En la gala de los premios Gaudí, un actor (Eduard Fernández) y un guionista (Eduard Sola) hablaron de clases sociales. Hay dos: la de los ricos y la de los pobres. Fernández y Sola se referían a la segunda. La de quienes sobreviven con dificultades. 

Casi a la misma hora, el escritor George Monbiot publicaba en The Guardian un artículo en el que sostenía que Trump y Musk estaban relanzando la lucha de clases. El economista Joseph Stiglitz, por su parte, cree que en Estados Unidos gobierna ahora una oligarquía. El término significaba en origen “el gobierno de unos pocos”. Esos pocos son los ricos, los insultantemente ricos.

La toma de posesión de Donald Trump fue una muestra de los nuevos poderes de esos ricos que ya no se esconden. Al contrario: exhiben su riqueza con orgullo. Presumen de ella. Les importa un pepino que contraste con la pobreza de buena parte de la población.

Son WASP (expresión formada a partir de las iniciales en inglés de blanco, anglosajón y protestante). Su protestantismo deriva de la idea calvinista de que la fortuna es signo de elección divina. Trump lo afirma sin tapujos: Dios lo salvó cuando le dispararon y lo ha bendecido con millones. Es la gracia de Dios y la desgracia de los hombres (pobres).

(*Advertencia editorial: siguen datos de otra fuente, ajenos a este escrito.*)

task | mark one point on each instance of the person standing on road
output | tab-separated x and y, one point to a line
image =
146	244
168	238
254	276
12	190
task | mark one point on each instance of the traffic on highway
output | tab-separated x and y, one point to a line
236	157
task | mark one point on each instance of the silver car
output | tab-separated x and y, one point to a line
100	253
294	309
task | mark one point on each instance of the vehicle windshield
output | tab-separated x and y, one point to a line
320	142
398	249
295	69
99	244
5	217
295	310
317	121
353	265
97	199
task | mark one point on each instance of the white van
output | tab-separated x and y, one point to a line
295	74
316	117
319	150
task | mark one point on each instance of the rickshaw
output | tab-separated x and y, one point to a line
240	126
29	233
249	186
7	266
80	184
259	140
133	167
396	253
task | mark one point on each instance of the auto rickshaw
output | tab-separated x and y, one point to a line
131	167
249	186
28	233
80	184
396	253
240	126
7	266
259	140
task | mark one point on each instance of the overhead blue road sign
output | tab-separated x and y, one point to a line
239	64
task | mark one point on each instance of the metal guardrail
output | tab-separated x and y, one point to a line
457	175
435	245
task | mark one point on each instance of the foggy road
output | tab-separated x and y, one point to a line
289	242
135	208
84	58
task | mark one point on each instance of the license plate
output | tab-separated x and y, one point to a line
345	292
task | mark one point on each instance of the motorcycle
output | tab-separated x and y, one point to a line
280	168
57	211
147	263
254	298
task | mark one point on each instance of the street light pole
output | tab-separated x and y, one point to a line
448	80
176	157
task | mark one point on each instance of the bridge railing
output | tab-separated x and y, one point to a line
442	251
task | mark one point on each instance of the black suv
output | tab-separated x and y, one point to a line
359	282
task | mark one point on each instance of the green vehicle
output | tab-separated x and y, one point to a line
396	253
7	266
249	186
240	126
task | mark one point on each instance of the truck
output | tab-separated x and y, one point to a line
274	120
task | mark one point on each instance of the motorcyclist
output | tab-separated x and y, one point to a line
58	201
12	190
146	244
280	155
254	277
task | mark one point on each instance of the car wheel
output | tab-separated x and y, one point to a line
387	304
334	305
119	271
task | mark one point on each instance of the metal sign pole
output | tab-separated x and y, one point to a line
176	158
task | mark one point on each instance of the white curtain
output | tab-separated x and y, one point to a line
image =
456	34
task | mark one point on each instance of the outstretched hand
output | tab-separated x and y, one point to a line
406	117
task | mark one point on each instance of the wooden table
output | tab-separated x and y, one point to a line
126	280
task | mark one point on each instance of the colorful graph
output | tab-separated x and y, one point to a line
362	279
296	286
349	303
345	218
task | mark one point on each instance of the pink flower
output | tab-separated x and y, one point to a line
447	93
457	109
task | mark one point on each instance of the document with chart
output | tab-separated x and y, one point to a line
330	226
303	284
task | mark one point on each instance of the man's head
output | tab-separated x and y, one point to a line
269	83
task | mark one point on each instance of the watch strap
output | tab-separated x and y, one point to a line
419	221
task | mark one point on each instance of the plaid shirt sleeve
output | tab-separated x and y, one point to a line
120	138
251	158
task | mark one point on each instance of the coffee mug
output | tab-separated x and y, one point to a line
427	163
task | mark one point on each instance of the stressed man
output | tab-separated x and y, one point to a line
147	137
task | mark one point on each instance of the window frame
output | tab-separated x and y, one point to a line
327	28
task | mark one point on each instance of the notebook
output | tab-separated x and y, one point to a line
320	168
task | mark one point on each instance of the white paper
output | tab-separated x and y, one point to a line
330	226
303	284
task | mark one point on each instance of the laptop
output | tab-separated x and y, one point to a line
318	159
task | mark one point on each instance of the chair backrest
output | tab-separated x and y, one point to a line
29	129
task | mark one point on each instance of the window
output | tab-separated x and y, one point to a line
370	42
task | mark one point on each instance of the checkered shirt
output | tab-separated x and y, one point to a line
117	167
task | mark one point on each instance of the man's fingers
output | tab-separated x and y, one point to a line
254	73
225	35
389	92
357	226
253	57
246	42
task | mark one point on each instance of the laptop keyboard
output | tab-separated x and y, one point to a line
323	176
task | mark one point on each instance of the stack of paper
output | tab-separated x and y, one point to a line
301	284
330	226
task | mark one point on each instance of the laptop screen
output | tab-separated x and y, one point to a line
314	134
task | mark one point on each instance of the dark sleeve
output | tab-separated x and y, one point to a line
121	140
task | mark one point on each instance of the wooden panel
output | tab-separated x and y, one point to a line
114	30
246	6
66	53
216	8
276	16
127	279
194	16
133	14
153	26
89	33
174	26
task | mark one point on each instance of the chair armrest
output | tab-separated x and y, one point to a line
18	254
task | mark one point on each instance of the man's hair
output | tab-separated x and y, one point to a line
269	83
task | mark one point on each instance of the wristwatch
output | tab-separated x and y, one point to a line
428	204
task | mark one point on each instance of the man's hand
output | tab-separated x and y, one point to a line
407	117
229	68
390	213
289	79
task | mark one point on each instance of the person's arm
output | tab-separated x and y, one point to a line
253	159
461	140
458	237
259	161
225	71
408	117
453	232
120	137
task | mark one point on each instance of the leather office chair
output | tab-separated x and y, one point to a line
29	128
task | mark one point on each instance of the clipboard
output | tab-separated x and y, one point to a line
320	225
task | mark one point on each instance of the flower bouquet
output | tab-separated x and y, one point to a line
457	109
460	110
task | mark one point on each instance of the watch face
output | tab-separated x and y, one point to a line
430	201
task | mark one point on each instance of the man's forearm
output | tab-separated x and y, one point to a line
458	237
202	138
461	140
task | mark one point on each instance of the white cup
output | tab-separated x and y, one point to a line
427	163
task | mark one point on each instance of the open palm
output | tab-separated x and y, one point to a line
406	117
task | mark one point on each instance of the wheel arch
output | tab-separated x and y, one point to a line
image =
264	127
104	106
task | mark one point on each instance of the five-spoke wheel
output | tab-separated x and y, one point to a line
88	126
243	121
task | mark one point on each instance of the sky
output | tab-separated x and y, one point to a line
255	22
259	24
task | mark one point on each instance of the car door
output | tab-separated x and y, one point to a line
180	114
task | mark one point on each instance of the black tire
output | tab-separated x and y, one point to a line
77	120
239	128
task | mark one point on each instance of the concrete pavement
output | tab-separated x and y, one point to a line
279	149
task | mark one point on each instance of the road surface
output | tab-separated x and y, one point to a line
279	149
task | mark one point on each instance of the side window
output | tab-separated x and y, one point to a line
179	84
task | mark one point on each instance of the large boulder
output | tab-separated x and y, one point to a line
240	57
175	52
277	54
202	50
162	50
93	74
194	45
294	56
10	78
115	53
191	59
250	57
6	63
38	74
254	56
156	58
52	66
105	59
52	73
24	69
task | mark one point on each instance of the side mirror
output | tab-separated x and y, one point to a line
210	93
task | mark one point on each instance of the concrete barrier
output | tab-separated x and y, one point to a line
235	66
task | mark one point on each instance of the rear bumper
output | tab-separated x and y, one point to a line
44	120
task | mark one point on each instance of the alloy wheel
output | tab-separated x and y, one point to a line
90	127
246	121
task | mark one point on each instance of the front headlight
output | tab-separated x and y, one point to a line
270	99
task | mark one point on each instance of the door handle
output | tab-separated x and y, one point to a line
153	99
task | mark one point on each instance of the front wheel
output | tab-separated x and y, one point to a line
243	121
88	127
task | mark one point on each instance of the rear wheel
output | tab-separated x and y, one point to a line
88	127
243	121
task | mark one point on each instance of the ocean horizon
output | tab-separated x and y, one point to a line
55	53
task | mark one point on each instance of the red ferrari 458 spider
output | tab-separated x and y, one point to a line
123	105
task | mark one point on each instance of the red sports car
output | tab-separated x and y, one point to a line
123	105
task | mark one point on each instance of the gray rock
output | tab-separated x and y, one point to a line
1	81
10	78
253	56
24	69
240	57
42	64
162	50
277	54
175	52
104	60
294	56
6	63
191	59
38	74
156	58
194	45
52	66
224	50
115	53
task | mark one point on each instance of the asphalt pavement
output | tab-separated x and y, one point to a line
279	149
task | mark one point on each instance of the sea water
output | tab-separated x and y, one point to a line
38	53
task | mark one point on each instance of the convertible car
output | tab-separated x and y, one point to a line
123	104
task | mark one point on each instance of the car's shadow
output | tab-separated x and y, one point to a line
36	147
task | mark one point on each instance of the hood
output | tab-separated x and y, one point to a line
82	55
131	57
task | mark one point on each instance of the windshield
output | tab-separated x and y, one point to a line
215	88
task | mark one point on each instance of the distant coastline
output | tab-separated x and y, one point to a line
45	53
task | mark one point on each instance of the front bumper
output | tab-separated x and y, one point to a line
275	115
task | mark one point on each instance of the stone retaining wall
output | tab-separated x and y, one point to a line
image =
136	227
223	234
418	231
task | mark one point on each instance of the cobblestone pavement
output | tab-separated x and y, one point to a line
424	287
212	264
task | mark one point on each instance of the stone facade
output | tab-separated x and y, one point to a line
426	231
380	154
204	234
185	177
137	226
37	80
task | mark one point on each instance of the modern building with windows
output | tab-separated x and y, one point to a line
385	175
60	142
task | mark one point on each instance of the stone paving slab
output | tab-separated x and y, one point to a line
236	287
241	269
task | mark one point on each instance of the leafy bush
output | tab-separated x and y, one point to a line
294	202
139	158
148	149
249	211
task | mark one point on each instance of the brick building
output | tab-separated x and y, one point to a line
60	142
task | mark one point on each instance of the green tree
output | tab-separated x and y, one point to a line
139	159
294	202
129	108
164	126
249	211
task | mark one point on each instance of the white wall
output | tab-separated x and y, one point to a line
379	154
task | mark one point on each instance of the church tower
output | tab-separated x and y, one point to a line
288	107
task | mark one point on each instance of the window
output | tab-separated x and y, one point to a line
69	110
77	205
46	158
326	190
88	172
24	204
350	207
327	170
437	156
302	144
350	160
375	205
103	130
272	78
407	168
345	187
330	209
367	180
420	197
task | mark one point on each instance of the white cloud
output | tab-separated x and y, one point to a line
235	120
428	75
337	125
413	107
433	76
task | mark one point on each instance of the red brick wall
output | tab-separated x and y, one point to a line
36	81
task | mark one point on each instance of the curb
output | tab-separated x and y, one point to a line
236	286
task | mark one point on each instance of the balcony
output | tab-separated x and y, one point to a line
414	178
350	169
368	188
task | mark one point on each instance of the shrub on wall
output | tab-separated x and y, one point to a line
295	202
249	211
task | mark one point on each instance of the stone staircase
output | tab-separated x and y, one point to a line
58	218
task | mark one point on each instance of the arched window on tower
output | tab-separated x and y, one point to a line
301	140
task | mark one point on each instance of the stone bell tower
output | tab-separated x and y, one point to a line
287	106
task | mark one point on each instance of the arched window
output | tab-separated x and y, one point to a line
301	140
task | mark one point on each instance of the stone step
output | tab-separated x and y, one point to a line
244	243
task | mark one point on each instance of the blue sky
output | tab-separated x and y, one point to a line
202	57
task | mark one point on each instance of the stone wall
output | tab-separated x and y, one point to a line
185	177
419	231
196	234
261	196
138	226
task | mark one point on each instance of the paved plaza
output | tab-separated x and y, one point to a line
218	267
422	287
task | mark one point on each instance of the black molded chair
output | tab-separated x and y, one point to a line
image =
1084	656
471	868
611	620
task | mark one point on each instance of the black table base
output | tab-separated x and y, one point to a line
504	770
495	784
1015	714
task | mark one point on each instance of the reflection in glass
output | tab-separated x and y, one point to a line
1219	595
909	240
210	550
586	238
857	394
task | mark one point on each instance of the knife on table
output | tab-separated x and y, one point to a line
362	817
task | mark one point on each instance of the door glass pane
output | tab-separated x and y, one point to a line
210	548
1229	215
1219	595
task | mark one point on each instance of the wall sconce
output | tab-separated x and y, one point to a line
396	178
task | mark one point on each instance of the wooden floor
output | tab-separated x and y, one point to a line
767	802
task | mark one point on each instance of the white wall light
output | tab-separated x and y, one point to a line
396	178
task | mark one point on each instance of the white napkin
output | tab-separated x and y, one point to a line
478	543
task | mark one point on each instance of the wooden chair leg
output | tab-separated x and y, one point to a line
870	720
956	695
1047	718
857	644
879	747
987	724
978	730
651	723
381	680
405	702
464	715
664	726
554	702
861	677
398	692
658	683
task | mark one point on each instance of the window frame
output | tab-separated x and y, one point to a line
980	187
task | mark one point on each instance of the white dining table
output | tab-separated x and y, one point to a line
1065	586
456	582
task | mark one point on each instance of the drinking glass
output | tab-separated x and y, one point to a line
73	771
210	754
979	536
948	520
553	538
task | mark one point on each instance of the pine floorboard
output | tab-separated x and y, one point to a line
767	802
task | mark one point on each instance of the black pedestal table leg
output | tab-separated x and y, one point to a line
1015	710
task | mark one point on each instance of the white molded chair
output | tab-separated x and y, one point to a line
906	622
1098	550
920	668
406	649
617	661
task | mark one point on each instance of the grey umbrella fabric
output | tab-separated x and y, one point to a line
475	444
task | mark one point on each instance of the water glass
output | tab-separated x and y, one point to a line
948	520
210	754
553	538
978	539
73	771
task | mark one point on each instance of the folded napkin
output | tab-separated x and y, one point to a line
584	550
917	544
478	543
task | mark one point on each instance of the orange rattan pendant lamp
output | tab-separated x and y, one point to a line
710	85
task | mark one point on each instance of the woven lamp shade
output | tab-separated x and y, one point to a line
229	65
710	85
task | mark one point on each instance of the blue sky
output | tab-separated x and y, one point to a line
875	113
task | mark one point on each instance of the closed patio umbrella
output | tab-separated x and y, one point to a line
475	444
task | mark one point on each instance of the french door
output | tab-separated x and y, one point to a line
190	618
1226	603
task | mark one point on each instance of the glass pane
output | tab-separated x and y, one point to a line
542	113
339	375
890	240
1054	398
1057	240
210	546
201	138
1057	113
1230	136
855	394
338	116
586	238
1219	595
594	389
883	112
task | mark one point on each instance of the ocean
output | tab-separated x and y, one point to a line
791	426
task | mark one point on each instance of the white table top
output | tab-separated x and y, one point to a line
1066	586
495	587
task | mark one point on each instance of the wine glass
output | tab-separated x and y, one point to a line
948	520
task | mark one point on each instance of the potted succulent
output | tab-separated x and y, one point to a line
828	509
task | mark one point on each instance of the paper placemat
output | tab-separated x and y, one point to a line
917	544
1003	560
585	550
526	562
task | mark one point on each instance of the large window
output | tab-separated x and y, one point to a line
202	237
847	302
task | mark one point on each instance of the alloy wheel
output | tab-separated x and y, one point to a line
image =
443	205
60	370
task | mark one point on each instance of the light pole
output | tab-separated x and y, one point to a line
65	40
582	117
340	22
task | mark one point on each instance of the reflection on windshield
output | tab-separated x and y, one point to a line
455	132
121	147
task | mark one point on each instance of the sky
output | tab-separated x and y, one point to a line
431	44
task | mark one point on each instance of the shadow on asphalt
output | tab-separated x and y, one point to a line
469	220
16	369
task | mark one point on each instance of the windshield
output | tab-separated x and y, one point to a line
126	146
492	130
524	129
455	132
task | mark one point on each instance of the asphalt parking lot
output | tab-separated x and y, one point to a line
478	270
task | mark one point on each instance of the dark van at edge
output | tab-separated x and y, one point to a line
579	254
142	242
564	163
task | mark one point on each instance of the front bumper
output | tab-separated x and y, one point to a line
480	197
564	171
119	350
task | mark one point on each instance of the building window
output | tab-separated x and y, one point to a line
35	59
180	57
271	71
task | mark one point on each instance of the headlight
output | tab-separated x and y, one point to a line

Hay quien sostiene que esta nueva oligarquía huele al fascismo que triunfó hace apenas un siglo. En absoluto. El fascismo fue una respuesta de la derecha al auge de la izquierda. Hoy no hace falta. La izquierda existe, pero atomizada y con ojos sólo para su propio ombligo. Tan centrada en sus peleas que se ha olvidado de ofrecer proyectos de transformación.

Los nuevos dirigentes sí comparten con los fascismos una fuerte dosis de nacionalismo. El patrioterismo es un elemento eficaz para encubrir las desigualdades locales. Las derechas se presentan siempre como los valedores de la nación. Como hace Trump y tras él Le Pen, Salvini, Abascal, Orbán y Puigdemont (en dura competencia con Orriols), todos con voluntad de vasallo.

El nacionalismo sostiene que hay un interés común de todos los ciudadanos de un territorio (America, first; Tot per Catalunya). Para ello necesita ocultar que en ese territorio conviven intereses contrapuestos. Intereses económicos (de ricos, de pobres) que se plasman en proyectos políticos diferentes (de derechas, de izquierda). Los ciudadanos se agrupan en función de esos intereses y buscan el poder para aplicar las propias recetas. Pero eso tiene un nombre: lucha de clases. Porque no es verdad que si los ricos ganan mucho luego repartan.

Isabel Díaz Ayuso y su novio tienen interés directo en que se imponga la sanidad privada que tan bien representa el grupo Quirón. Para ello, conviene antes laminar la sanidad pública. En eso andan mano a mano. Artur Mas lo hizo en Catalunya. La CDU en Alemania. Y Trump se esforzó en su primer mandato en borrar el Obamacare.

Lo propio pasa con la educación. No es casual que el PP apueste por los centros concertados (la mayoría pertenecientes a la religión que llevaba a Franco bajo palio). También por las universidades privadas. Vox, si pudiera, las cerraría todas para evitar la funesta manía de pensar.

En materia de vivienda, la solución de la derecha es el mercado. Traducido: quien tenga dinero que compre lo que quiera y quien no lo tenga que se refugie bajo un puente a esperar la próxima riada.

El capitalismo se basa en eso que se llama libertad de mercado. Incluso en lo laboral. El empresario es libre para contratar y el trabajador es libre para vender su fuerza de trabajo. Pero hay una pequeña trampa: el empresario sobrevive si no contrata. El trabajador no. La necesidad de supervivencia se lleva por delante su supuesta libertad.

La lucha de clases lleva tiempo amortiguada debido a las políticas socialdemócratas y socialcristianas aplicadas en Occidente tras la II Guerra Mundial. Ahora quizás vuelva de la mano de los ricos. Sobre todo si se entiende, como señala Monbiot, que cuando Trump y Musk (y tantos otros) dicen “tenemos que apretarnos el cinturón” lo que en realidad quieren decir es “los pobres tienen que apretarse el cinturón”.

No es nuevo: ya Rajoy decía que los españoles habían vivido por encima de sus posibilidades. Él, no. Feijóo y Puigdemont también lo creen, por eso han votado en contra de la subida a los pensionistas.

Los pobres deberían entender que la solución es la que propone la banca: planes de pensiones privados. O prejubilarse con una indemnización de 45 millones como el expresidente de Telefónica.

A ver si los pobres se enteran de una vez: lo propio es hacerse rico y olvidarse de la lucha de clases.